## 9.1 A Brief matplotlib API Primer

matplotlib can be a fairly low-level tool. You assemble a plot from its base components: the data display (i.e., the type of plot: line, bar, box, scatter, contour, etc.), legend, title, tick labels, and other annotations.


### Top level methods using `import matplotlib.pyplot as plt`
`plt.plot(data)`  to plot a line

### Axis method: Figures and Subplots (preferred)

1. Create a `Figure` object with `plt.figure(figsize=(10,6))`. `figsize` can be omitted. 
2. add plot axes using `add_subplot`
3. add a plot using the axis method: `ax.plot()`, etc. Possible plot types are: `.plot`, `.hist`, `.scatter`, etc

```
fig = plt.figure()
ax1 = fig.add_subplot(2, 2, 1)
ax2 = fig.add_subplot(2, 2, 2)
ax3 = fig.add_subplot(2, 2, 3)
ax3.plot(np.random.standard_normal(50).cumsum(), color="black",
         linestyle="dashed")
ax1.hist(np.random.standard_normal(100), bins=20, color="black", alpha=0.3);
ax2.scatter(np.arange(30), np.arange(30) + 3 * np.random.standard_normal(30));
```

`plt.close("all")`# close all open figures. 

 `plt.subplots` = `plt.figure()` + `plt.add_subplot()`. 

The axes array can then be indexed like a two-dimensional array; for example, `axes[0, 1]` refers to the subplot in the top row at the center. You can also indicate that subplots should have the same `x`- or `y`-axis using `sharex` and `sharey`, respectively. 

`fig, axes = plt.subplots(2, 3)`

Table 9.1: matplotlib.pyplot.subplots options
Argument	|Description
|:----------|:------------------------------------------------------|
nrows|	Number of rows of subplots
ncols|	Number of columns of subplots
sharex	|All subplots should use the same x-axis ticks (adjusting the xlim will affect all subplots)
sharey	|All subplots should use the same y-axis ticks (adjusting the ylim will affect all subplots)
subplot_kw|	Dictionary of keywords passed to add_subplot call used to create each subplot
**fig_kw|	Additional keywords to subplots are used when creating the figure, such as plt.subplots(2, 2, figsize=(8, 6))

### Adjusting the spacing around subplots

You can change the spacing using the subplots_adjust method on Figure objects:
```
subplots_adjust(left=None, bottom=None, right=None, top=None,
                wspace=None, hspace=None)
```
`left, right, bottom, top`: These parameters control the spacing of the subplots from the left, right, bottom, and top edges of the figure, respectively. They can be specified as a fraction of the figure width or height.
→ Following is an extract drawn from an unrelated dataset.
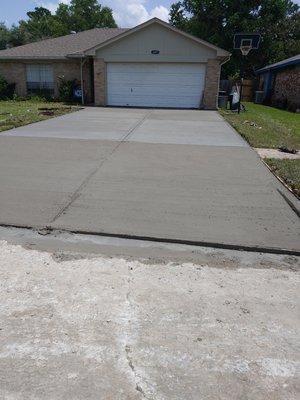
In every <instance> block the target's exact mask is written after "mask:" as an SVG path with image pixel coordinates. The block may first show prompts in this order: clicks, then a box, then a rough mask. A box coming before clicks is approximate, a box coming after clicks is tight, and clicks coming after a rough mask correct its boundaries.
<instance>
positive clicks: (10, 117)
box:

`wspace` and `hspace` control the percent of the figure width and figure height, respectively, to use as spacing between subplots.

### Colors, Markers, and Line Styles

```
ax.plot(x, y, linestyle="--", color="green")
ax.plot(np.random.standard_normal(30).cumsum(), color="black",
        linestyle="dashed", marker="o");
```

A number of color names are provided for commonly used colors, but you can use any color on the spectrum by specifying its hex code (e.g., `"#CECECE"`). 

For line plots, you will notice that subsequent points are linearly interpolated by default. This can be altered with the `drawstyle` option.

```
ax.plot(data, color="black", linestyle="dashed",
        drawstyle="steps-post", label="steps-post");
        # steps-post: jumps after the point
        # steps: (steps-pre); steps-mid;
ax.legend() # to create 
```

The `loc` legend option tells matplotlib where to place the plot. The default is `"best"`, which tries to choose a location that is most out of the way. To exclude one or more elements from the legend, pass no label or `label="_nolegend_"`.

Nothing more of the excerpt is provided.